Methods
We computed the effective sample size and statistical power using a web browser program, Genetic Power Calculator developed by Purcell et al. [27] (http://pngu.mgh.harvard.edu/~purcell/gpc/), for both case-control and case-parent studies. We conducted power and sample size calculations under various assumptions about genetic models (i.e., allelic, additive, dominant, recessive, and co-dominant models), minor allele frequencies (MAFs), pair-wise LD, disease prevalence, case-to-control ratio, and number of SNP markers (i.e., single SNP, 500 K SNPs, and 1 M SNPs). The values tested for heterozygous odds ratio (ORhet) were 1.3, 1.5, 2, and 2.5. The power and sample sizes were calculated under different ranges of factors, such as MAF of 5%, 10%, 20%, and 30%; LD of 0.4, 0.6, 0.8, and 1; disease prevalence of 0.01%, 0.1%, 5%, and 10%; and case-to-control ratio of 1:1, 1:2, 1:3, and 1:4. We assumed Hardy-Weinberg equilibrium at the disease-susceptible allele.

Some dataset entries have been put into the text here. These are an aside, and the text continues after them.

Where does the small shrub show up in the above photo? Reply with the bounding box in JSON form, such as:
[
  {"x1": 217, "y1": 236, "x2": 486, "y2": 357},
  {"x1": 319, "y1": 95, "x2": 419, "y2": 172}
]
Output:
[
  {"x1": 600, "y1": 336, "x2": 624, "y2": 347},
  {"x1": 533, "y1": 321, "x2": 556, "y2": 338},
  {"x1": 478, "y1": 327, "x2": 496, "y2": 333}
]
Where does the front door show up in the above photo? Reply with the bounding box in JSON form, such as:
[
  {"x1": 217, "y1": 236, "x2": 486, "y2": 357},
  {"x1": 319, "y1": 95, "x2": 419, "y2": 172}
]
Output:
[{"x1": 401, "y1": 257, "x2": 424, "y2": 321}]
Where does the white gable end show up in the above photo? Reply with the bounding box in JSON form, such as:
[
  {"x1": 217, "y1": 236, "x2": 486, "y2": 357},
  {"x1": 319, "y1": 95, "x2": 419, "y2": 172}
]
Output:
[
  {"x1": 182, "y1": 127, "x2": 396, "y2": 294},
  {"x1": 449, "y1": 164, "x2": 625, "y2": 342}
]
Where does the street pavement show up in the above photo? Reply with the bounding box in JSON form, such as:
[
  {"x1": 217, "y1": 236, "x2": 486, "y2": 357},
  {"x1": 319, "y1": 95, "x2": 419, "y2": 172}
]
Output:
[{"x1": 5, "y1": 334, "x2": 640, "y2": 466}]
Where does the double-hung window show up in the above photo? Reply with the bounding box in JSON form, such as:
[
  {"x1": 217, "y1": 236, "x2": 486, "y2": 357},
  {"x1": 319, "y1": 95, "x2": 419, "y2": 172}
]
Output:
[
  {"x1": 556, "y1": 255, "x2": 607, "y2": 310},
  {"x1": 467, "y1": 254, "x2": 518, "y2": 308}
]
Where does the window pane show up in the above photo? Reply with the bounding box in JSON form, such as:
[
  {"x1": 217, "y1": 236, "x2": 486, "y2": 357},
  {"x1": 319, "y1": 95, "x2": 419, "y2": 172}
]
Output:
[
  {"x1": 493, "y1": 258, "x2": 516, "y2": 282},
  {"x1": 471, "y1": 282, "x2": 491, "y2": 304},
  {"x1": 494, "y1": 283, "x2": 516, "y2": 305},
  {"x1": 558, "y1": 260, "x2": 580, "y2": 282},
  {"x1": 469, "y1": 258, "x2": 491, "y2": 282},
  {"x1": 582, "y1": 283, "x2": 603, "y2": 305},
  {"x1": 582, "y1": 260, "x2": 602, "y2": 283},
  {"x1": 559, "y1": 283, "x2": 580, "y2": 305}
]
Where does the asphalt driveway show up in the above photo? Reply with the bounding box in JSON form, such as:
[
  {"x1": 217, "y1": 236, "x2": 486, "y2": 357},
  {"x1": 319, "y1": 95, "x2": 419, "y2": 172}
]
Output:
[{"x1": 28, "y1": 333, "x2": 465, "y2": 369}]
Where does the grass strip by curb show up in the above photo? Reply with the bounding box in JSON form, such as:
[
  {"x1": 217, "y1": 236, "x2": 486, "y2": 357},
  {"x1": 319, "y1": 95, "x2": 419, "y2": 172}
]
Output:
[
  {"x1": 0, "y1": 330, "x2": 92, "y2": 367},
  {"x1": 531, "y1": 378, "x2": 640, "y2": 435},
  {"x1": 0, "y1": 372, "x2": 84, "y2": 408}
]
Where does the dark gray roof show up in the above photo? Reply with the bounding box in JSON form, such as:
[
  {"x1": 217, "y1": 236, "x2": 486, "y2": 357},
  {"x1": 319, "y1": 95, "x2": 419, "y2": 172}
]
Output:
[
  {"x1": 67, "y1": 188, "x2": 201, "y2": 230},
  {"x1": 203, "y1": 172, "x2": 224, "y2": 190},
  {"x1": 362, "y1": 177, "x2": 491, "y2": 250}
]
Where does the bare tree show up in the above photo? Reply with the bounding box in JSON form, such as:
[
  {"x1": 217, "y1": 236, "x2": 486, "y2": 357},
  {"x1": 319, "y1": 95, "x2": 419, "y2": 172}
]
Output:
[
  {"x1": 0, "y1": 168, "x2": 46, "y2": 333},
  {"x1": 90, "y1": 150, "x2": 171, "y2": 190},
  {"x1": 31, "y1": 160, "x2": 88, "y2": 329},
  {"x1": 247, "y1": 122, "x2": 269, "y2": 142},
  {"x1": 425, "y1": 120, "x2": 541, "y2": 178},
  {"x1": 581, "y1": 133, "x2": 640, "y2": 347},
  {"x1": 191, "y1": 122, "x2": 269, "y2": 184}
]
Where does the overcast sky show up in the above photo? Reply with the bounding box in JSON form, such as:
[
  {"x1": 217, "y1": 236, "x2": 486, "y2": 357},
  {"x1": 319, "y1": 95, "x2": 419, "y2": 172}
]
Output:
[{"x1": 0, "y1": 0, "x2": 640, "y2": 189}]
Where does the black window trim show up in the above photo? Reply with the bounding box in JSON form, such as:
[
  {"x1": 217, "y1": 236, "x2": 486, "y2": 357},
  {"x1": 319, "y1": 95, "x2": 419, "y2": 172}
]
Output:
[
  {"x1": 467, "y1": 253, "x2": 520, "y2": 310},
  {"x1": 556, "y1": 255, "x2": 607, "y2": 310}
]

The Bonferroni p-value that was specific to the number of SNP makers tested was applied to cover 3 billion base pairs of the human genome (i.e., p = 0.05 for a single SNP marker, p = 1 × 10-7 for 500 K SNP markers, and p = 5 × 10-8 for 1 M SNP markers). We fixed the proper range of sample sizes from 100 to 2,000 cases, because the power is too low when the sample size is below 100 cases (or trios), and the cost is too high to realistically collect samples when the sample size is above 2,000 [7, 22].